I suppose that’s what trauma is fundamentally, residual shock. All trauma is ‘shock trauma’ I think. Shock still reverberating through the various systems of our bodies and minds after an event has actually ended…ended on the ‘outside’ but continues on the ‘inside’…sometimes for many years. The residual shocks that I was becoming aware of were mostly what I would call mundane in nature. No car accidents, not war or violence…just the little shocks and assaults on my nervous system adding up day after day. Many of these shocks accumulated during the years I raised my two daughters as a single parent who was neither emotionally nor financially well resourced to do so in a ‘Thriving’ manner…I would say much of the time through those years I was in ‘Primitive Brain’ style parenting. And then there were as well actual dramatic incidents embedded throughout those years…it all feels like a singular sort of SHOCK!..the shock of an era or a period of time.

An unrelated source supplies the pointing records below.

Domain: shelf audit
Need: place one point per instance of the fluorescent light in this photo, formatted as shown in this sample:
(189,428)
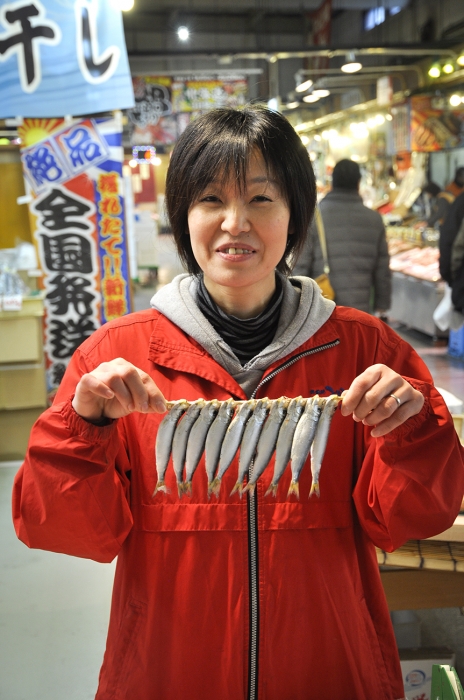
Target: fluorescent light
(321,93)
(183,33)
(124,5)
(351,65)
(304,86)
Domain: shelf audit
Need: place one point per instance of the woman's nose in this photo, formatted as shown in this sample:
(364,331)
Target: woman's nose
(235,220)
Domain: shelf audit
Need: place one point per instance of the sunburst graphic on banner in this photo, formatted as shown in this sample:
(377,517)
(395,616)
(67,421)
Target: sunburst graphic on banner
(34,130)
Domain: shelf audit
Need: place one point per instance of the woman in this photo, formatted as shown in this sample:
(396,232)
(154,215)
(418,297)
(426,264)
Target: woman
(260,597)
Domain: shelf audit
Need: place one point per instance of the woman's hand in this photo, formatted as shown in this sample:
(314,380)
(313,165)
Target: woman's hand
(382,398)
(114,389)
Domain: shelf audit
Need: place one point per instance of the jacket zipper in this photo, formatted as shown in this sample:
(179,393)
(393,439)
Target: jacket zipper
(252,510)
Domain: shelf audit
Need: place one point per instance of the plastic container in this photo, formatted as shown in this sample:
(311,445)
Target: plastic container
(456,343)
(407,628)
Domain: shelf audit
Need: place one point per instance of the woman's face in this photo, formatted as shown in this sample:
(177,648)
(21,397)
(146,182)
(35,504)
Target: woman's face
(238,239)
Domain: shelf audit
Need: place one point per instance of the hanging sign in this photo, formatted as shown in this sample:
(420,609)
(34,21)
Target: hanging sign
(59,58)
(74,176)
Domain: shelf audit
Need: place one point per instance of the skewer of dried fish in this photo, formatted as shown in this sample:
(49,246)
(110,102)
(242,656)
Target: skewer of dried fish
(164,442)
(214,440)
(267,442)
(250,441)
(303,439)
(284,441)
(179,443)
(231,443)
(196,441)
(320,440)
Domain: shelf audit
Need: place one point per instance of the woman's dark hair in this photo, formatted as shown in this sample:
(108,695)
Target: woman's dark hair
(218,145)
(346,175)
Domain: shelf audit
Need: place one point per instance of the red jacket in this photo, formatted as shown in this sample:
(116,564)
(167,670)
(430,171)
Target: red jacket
(188,595)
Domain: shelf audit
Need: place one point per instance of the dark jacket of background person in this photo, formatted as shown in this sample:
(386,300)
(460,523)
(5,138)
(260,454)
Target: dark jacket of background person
(440,201)
(356,245)
(448,232)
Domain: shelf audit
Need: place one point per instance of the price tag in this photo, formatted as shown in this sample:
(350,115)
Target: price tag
(12,302)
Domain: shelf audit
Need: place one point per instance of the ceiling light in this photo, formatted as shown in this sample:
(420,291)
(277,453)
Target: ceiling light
(304,86)
(183,33)
(321,93)
(351,65)
(124,5)
(434,70)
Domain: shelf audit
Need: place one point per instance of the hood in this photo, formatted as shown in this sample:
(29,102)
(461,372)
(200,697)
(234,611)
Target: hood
(304,311)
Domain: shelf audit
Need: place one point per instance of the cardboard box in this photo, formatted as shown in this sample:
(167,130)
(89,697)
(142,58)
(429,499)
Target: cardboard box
(416,666)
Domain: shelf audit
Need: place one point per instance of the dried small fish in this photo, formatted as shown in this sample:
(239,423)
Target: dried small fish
(214,440)
(267,441)
(320,440)
(250,440)
(303,439)
(231,442)
(284,441)
(179,443)
(196,441)
(164,439)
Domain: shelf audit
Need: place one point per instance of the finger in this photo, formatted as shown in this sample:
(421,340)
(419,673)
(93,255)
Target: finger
(394,421)
(93,385)
(156,400)
(368,388)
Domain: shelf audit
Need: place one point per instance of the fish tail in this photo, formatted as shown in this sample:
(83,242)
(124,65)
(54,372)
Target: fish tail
(160,486)
(272,489)
(214,486)
(294,488)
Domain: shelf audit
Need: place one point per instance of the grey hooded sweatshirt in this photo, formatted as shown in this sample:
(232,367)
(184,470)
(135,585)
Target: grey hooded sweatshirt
(304,310)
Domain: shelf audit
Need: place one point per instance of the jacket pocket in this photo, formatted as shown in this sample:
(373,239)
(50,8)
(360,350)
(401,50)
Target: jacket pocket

I’m becoming more aware of these various residual shocks. I’m thinking my nervous system is one that has been ‘groomed’ for shock as a result of my childhood and adolescence and perhaps my ancestral inheritance. Some nervous systems seem much more resistant to being shocked.

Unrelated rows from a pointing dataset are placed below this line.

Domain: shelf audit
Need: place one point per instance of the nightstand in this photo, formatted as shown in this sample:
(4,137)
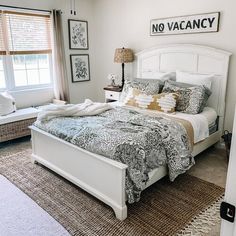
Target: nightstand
(112,94)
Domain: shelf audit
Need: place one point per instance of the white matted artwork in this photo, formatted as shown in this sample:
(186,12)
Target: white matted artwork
(80,70)
(78,34)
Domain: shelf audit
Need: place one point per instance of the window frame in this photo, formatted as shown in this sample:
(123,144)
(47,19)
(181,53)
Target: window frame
(8,69)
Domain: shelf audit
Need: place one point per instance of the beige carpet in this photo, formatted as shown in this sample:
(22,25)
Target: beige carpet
(165,208)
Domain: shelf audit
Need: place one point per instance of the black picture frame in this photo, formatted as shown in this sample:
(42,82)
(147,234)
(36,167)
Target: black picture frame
(80,67)
(78,34)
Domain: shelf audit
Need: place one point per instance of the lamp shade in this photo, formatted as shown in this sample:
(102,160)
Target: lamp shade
(123,55)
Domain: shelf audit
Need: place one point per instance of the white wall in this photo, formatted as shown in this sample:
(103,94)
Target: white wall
(78,91)
(126,23)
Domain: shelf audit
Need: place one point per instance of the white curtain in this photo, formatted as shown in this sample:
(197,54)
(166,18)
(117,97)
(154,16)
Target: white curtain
(61,90)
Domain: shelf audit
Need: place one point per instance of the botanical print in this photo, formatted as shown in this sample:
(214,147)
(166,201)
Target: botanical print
(140,141)
(80,67)
(78,34)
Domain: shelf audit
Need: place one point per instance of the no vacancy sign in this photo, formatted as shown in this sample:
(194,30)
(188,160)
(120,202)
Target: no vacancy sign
(201,23)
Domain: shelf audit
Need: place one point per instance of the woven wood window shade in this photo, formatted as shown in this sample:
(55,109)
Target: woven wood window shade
(26,33)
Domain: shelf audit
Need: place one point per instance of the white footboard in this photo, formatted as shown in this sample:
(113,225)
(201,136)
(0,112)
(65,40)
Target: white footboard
(97,175)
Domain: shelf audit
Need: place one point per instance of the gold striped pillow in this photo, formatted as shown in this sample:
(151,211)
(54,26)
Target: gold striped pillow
(165,102)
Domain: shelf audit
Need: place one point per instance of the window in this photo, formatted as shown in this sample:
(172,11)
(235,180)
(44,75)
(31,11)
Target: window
(25,50)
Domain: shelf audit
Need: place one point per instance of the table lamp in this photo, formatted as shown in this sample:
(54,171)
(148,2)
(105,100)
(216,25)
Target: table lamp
(123,55)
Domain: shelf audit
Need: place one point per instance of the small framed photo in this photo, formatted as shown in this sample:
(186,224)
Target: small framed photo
(78,34)
(80,70)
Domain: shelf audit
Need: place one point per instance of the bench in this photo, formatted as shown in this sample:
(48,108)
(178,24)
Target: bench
(15,125)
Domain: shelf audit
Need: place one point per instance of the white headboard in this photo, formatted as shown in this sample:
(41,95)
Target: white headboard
(190,58)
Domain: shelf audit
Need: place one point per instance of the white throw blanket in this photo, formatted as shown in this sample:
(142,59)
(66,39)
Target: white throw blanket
(88,108)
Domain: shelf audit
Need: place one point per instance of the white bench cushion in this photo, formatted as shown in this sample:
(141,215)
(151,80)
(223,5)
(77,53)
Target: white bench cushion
(21,114)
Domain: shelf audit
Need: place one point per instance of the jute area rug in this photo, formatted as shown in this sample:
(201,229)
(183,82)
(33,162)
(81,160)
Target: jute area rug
(165,208)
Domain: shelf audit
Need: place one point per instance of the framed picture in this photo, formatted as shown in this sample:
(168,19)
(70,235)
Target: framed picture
(80,70)
(78,34)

Our cat, Mickey, is an adopted fellow. We don’t know much about his past, only a few details but he’s provided me with some important learning about nervous systems. Most of the time he’s a pretty mellow guy but every once in awhile he gets weird and very aggressive. Only toward me, not my wife…so it would seem that there was likely a negative incident, or incidents, that happened involving a male and that would make sense knowing the bit that we know about Mickey’s past life. Here’s what I’ve learned: once Mickey’s nervous system has been activated in that ‘primitive brain’ way anything I do simply adds to the level of activation. Whether I speak calmly to him or try to pet him to calm him (dangerous!! lol) his nervous system simply continues to respond to those actions as continued threats and it only increases the activation of his survival response. All I can do is leave him alone…sometimes I have to get a chair or a guitar in my hand between us to back him up and close a door between us…(yes, it gets that crazy!!) ‘Co-Regulation’ is not always a viable possibility in all circumstances it would seem…lol. I give him some time on his own to regulate himself and then we’re fine again.

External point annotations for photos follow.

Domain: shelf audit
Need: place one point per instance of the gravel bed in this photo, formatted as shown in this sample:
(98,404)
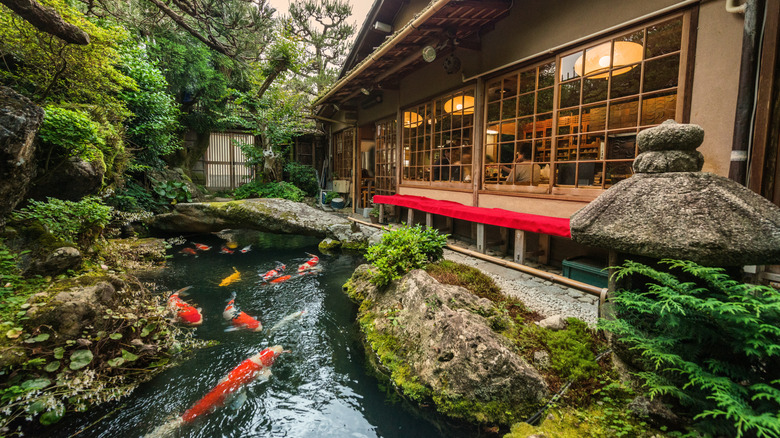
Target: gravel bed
(545,297)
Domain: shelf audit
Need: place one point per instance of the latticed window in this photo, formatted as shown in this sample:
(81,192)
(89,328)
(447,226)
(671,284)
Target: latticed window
(385,167)
(438,138)
(343,145)
(572,121)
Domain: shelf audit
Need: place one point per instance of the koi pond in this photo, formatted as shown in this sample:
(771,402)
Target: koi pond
(322,388)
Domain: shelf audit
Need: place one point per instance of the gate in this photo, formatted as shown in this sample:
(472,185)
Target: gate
(224,164)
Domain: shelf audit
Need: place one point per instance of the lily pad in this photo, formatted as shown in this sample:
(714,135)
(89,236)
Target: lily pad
(79,359)
(148,329)
(128,356)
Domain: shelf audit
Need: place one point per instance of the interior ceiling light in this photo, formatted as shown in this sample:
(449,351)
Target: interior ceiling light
(429,53)
(599,59)
(460,105)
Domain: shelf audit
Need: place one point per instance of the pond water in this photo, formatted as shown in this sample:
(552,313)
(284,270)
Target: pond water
(320,389)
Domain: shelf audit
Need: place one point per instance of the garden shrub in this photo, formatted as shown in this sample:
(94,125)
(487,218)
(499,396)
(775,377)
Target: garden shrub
(707,340)
(256,189)
(304,177)
(77,222)
(404,249)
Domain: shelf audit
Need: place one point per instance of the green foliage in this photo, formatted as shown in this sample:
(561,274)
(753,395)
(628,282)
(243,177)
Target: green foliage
(283,190)
(304,177)
(173,191)
(77,222)
(571,351)
(152,130)
(47,69)
(709,341)
(404,249)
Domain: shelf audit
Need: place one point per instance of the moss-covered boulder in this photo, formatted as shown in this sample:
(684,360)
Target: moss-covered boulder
(435,344)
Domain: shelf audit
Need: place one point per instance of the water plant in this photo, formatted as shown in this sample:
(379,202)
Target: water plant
(706,340)
(404,249)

That’s a display of ‘residual shock’ I would say and once in that state there is the tendency for the nervous system to stay in that state (for survival reasons) and for any further sensory input (regardless of intent) to be interpreted as (possible/probable) aggression/danger and to remain in that survival state. I see that same behaviour in myself and others, which makes sense, since, as mammals, we all share the same basic nervous system functions.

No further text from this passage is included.